Dirigentes partidários do chamado "arco da governação" enriqueceram criminosa e impunemente, à vista de toda a gente sem que nenhum dos dirigentes honestos os denunciasse ou, sequer, os criticasse. Alguns saíram do interior do país com uma mão à frente e outra atrás, mas, ao fim de alguns anos no exercício de funções públicas, tinham acumulado fortunas gigantescas que, aliás, exibiam de forma obscena. Alguns deles acumulando descaradamente as funções de deputados e de advogados, justamente para branquearem como honorários o dinheiro recebido pelas influências que traficavam nos corredores do parlamento.

As autoridades alemãs julgaram e condenaram em tribunal administradores de um consórcio empresarial por terem corrompido decisores portugueses para adquirirem submarinos daquele país, mas em Portugal, vários anos após essas condenações, ainda ninguém conseguiu descobrir quem é que recebeu os subornos.

Um dos partidos do arco da governação depositou numa conta bancária um milhão de euros em notas e em tranches de dez mil euros com nomes falsos, mas isso não teve importância nenhuma - nem judicial (o MP arquivou) nem política (não houve sequer uma investigação parlamentar).

Um ministro permitiu a instalação em Portugal de uma empresa estrangeira e quando saiu do governo foi, tranquilamente, presidir a essa mesma empresa como se isso fosse a coisa mais natural do mundo. Outro adjudicou milhares de milhões de euros em obras públicas a uma empresa privada e quando deixou o governo foi contratado como administrador dessa empresa durante alguns anos, provavelmente para receber as contrapartidas pelos lucros que, enquanto ministro, proporcionara à dita empresa. Descaradamente, ambos fizeram, enquanto ministros, as camas em que se deitariam como ex-ministros.

Um deputado ao Parlamento Europeu revela um dos segredos mais bem guardados por quantos por lá andaram - uma vergonhosa remuneração de 18 mil euros mensais para representar politicamente um povo que está na miséria e cujo salário mínimo é da ordem dos 500 euros mensais - e logo políticos (e jornalistas ao serviço destes) atacam o deputado como se o mal estivesse na denúncia e não na escandalosa remuneração. Todos em coro dizem cinicamente ao deputado para doar parte do dinheiro aos pobres como fizeram e fazem alguns esquerdistas de pacotilha para assim aliviarem as suas consciências pequeno-burguesas.

Esse deputado diz que o PE não é um verdadeiro parlamento pois os deputados não têm sequer, iniciativa legislativa e logo todos os fariseus da nossa vida pública, da extrema-esquerda à direita mais saloia, aparecem a insultar esse deputado e a garantir que o PE é a coisa mais importante da Europa.
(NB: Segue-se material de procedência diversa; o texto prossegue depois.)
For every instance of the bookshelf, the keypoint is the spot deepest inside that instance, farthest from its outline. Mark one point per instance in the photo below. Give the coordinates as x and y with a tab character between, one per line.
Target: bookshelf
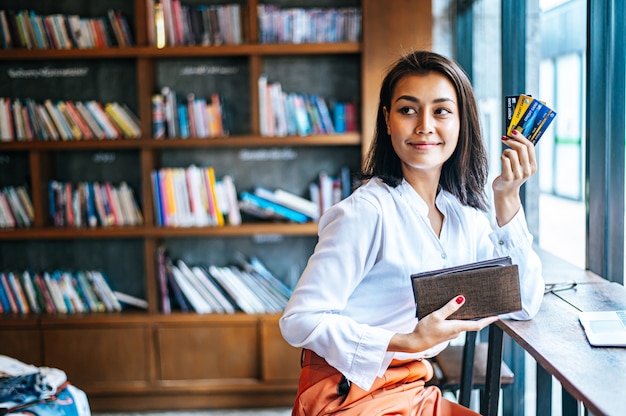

Pudera...! Quem recebe e silencia tão escandalosas remunerações só pode dizer, quando elas se tornam públicas, que elas são pagas pela entidade mais importante da Europa. E, sobretudo, que as inutilidades que lá andaram a fazer são as coisas mais importantes que há. E, pateticamente, chegam a inventar uma série de frivolidades (codecisão, relatórios de iniciativa, declarações escritas, etc.) para tentarem esconder a descarada subordinação do PE aos órgãos executivos da União e, sobretudo, o silêncio de muitos dos que foram eleitos para falar. Mas também para evidenciarem o que julgam ser a importância de quem lhes paga, ou melhor, para justificarem a "insignificância" das suas remunerações perante a grandiosidade daquilo que dizem fazer no PE. Não dizem uma palavra sobre a ausência de genuínos debates, pois cada deputado tem um minuto para as suas intervenções. Também não dizem uma palavra sobre a circunstância de o Parlamento Europeu (o centro da democracia na Europa) ser obrigado a deslocar-se todos os meses para reunir em outra cidade de outro país, gastando nesse capricho e em total desprezo pelos contribuintes mais de cem milhões de euros por ano.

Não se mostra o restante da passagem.